In practice, this means that entire books, extensive codebases, or hundreds of documents can be inserted into a prompt at once without the model losing context. Meta used a combination of special techniques for this: NoPE (No Positional Encoding) every four layers, Chunked Attention with 8 thousand token blocks, and modified softmax scaling to prevent the model from losing attention on very long sequences.

Maverick offers "only" 1 million tokens — but even that is enough for working with extensive enterprise documents or the source code of an entire project.

Natively Multimodal: Text and Images from the Ground Up

Llama 4 Scout and Maverick are natively multimodal — they were not created by adding a visual module to a text model, but were trained on both text and images from the start. Both models accept text and image inputs; the output is currently text-based.

The training data comprises 40 trillion tokens in 200 languages. Czech is among these languages, however, Meta does not specify what proportion of the material is Czech-language. Experience with previous generations of Llama models suggests that Czech is supported, but not at the level of English.

Benchmarks: Where Llama 4 Stands

The results speak in favor of Maverick, which ranks in the top league of open-weight models based on benchmark results:

  • MMLU Pro: Maverick 80.5%, Scout 74.3%
  • GPQA Diamond (scientific reasoning): Maverick 69.8%
  • LMArena ELO score: Maverick 1,417 — comparable to GPT-4o, below the latest GPT-5.4 or Claude Opus 4.6

Gemini 3.1 Pro leads on GPQA Diamond with 94.3%, Claude Opus 4.6 dominates on SWE-bench Verified (software engineering) with 80.8%. Llama 4 is thus not the best on the market, but for the price of an open-weight model without licensing fees, it offers exceptional performance.

Price and Availability: A Good Deal — For Those Who Are Allowed

The models are free to download on Hugging Face and llama.com.

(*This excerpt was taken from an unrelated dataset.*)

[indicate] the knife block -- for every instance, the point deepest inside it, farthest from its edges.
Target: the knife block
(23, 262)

Scout can be run on a single server GPU thanks to 4- or 8-bit quantization — for technically proficient companies, this is an attractive option to have their own powerful model without monthly payments.

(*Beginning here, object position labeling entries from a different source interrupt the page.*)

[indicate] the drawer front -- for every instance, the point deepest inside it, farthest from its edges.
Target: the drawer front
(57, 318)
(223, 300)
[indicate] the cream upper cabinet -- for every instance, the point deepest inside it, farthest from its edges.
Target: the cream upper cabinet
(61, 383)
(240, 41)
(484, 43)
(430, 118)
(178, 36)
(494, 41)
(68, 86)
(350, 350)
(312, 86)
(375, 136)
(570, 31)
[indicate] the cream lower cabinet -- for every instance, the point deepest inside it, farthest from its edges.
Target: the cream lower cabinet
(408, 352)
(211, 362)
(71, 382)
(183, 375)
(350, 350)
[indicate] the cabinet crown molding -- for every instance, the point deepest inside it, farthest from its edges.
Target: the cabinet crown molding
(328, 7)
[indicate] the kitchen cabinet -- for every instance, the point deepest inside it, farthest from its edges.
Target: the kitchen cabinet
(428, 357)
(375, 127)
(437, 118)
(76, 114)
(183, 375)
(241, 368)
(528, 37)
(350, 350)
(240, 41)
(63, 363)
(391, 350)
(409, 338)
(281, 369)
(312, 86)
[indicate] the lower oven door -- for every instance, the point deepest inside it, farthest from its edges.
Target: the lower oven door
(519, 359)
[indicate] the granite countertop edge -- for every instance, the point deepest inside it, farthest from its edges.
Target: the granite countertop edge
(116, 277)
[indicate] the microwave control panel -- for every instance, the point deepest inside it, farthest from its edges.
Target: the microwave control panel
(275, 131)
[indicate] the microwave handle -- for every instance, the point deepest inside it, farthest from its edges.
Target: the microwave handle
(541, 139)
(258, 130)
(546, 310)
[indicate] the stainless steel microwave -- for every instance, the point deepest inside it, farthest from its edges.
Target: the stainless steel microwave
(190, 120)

Via third-party APIs, Maverick costs approximately 0.15–0.27 dollars per million tokens — which is 3 to 5 times less than GPT-5.4 Mini (0.75 USD/M tokens). Scout is even cheaper.

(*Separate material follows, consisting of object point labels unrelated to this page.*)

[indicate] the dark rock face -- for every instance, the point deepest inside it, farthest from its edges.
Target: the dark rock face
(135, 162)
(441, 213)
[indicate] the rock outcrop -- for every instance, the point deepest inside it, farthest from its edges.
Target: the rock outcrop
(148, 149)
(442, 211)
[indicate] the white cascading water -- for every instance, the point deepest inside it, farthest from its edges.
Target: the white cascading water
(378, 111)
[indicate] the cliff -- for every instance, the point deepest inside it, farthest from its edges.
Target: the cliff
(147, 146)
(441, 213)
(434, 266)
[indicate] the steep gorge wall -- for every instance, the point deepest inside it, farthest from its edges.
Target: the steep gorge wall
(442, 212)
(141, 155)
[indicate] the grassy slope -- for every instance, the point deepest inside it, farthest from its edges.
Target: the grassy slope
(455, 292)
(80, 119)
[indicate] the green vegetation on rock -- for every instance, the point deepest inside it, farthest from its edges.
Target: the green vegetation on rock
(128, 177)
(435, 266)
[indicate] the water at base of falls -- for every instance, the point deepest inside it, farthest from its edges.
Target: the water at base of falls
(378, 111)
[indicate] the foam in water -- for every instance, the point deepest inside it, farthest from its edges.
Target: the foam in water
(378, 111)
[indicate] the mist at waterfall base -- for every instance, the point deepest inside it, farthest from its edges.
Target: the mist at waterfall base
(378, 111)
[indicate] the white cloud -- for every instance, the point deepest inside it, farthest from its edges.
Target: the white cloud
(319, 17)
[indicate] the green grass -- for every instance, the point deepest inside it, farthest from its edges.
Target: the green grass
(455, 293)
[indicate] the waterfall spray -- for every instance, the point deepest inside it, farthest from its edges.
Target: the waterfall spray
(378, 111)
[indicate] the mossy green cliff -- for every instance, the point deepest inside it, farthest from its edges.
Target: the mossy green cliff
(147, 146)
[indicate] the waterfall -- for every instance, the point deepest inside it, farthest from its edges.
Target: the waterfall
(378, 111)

But here comes a crucial caveat.

EU Excluded: Czech Developers Are Not Allowed to Play

The Llama 4 Community License Agreement contains an explicit clause: "This license does not apply to entities domiciled or registered in a Member State of the European Union." This includes the Czech Republic, Slovakia, and the entire EU.

The prohibition applies to operators and developers — companies and individuals in the EU may not deploy, host, or build products based on the models. End-users who access Llama 4 via Meta AI or other third-party services outside the EU are not restricted by the license.

Why did Meta introduce this restriction? According to analysis by The Decoder and Computerworld, it's a combination of two factors: ongoing lawsuits concerning copyright for training data and concerns about the GDPR regulatory environment. Recent court documents revealed that Meta was aware of the presence of copyrighted content in its training datasets. The European market is stricter in this regard than the American one — and Meta preferred to play it safe.

The situation is not entirely new: a similar restriction already applied to some multimodal variants of Llama 3. Llama 4 extends it to the entire series.

What This Means for the Czech Scene

For Czech AI studios, developers, and companies who followed the release of Llama 4 with enthusiasm, this is a real obstacle. Deploying the model in one's own infrastructure — on a server in Prague, in a Czech cloud, or on a local computer — violates the license and exposes the operator to legal risk.

Alternatives exist: models like Gemma 4 from Google (Apache 2.0, without geographical restrictions) or Mistral Large 3 (available via Mistral La Plateforme with EU data residency) offer performance comparable to Scout without legal complications. For more demanding tasks, Maverick's performance level remains equivalent to GPT-4o, but this level can also be achieved through other means.

Meta has promised that it intends to open-source future versions of Llama 4 models — without a specific timeline. Whether these versions will also be available in the EU is not yet clear.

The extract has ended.